Weibliche Spinnen und Insekten fordern dagegen häufig Blutzoll, sodass viele ihrer Männchen den Akt nicht lebend überstehen. Warum tierischer Sex manchmal auch brutal ist, ist in den meisten Fällen nicht klar.

Homosexualität

Neben den sexuellen Begegnungen zwischen Männchen und Weibchen tauschen im Tierreich auch gleichgeschlechtliche Partner Zärtlichkeiten aus.

Ob Humboldt-Pinguine, Delfine oder Bonobos: Bisher haben Forscher bei mehreren hundert Arten homosexuelle Beziehungen entdeckt. Teilweise scheinen sie einfach Ausdruck der Spielfreude und Lust zu sein, manchmal stärken sie aber auch die Verbindungen innerhalb einer Gruppe.

Bei Albatrossen konnte man zudem feststellen, dass sich Weibchen häufig dann zu einem Paar zusammenfinden, wenn es nicht genügend Männer gibt. Die Weibchen lassen sich in so einem Fall von einem Männchen befruchten, das bereits eine Partnerin hat, und ziehen den Nachwuchs dann mit einem zweiten Albatrosweibchen auf, das ebenfalls allein ist. Als gleichgeschlechtliches Pärchen tragen sie so mehr zum Erhalt der Kolonie bei, als wenn sie Single blieben.

Zwei Wanderalbatrosse an einer Küste

Bei Albatrossen gibt es weibliche "Paare" bei der Aufzucht

Die Rolle der Eltern

Für die Aufzucht des Nachwuchses ist im Reich der Tiere meist das Weibchen zuständig, allerdings nicht immer. Bei vielen Vogelarten zum Beispiel kümmern sich beide Elternteile gleichberechtigt. Als "Rabeneltern" gelten in diesem Zusammenhang viele Insekten, Amphibien, Reptilien oder Fische, da sie ihre Nachkommen direkt nach der Eiablage sich selbst überlassen.

Auf der anderen Seite gibt es gerade bei diesen Arten Beispiele für einen modernen Rollentausch zwischen Mann und Frau. Bei den Seepferdchen etwa ist nicht sie für die Brutpflege zuständig, sondern er.

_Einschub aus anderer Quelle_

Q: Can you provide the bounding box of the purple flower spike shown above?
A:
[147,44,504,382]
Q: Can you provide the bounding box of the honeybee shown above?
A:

Das Weibchen übergibt dem Männchen lediglich die Eier, die dieser dann in seiner Bruttasche austrägt und rund einen Monat später unter großen Anstrengungen zur Welt bringt. Eine absolute Regelung in Sachen Nachwuchs gibt es bei den Tieren also nicht.

Das Mutter- und das Vatertier gleiten durch ein Wasserbecken

Männliches Seepferdchen (rechts) mit seiner Brusttasche

Es geht auch ohne Sex

Einigen Arten sind Sex und seine Folgen schlichtweg zu aufwendig. Sie haben daher einen Weg gefunden, sich auch ohne Partner fortzupflanzen.

Einzeller etwa verdoppeln einfach ihr gesamtes Erbmaterial und verteilen es im Anschluss auf zwei neue Organismen – aus eins macht zwei. Die Nachkommen sind damit identische Kopien der Elternzelle, was ein Nachteil sein kann, da sie sich so möglicherweise nicht schnell genug an sich verändernde Umweltbedingungen anpassen können.

Auf der anderen Seite ist diese Art der Fortpflanzung kraft- und zeitsparend. Dieses Beispiel zeigt: Sex im Tierreich ist keineswegs ein Muss.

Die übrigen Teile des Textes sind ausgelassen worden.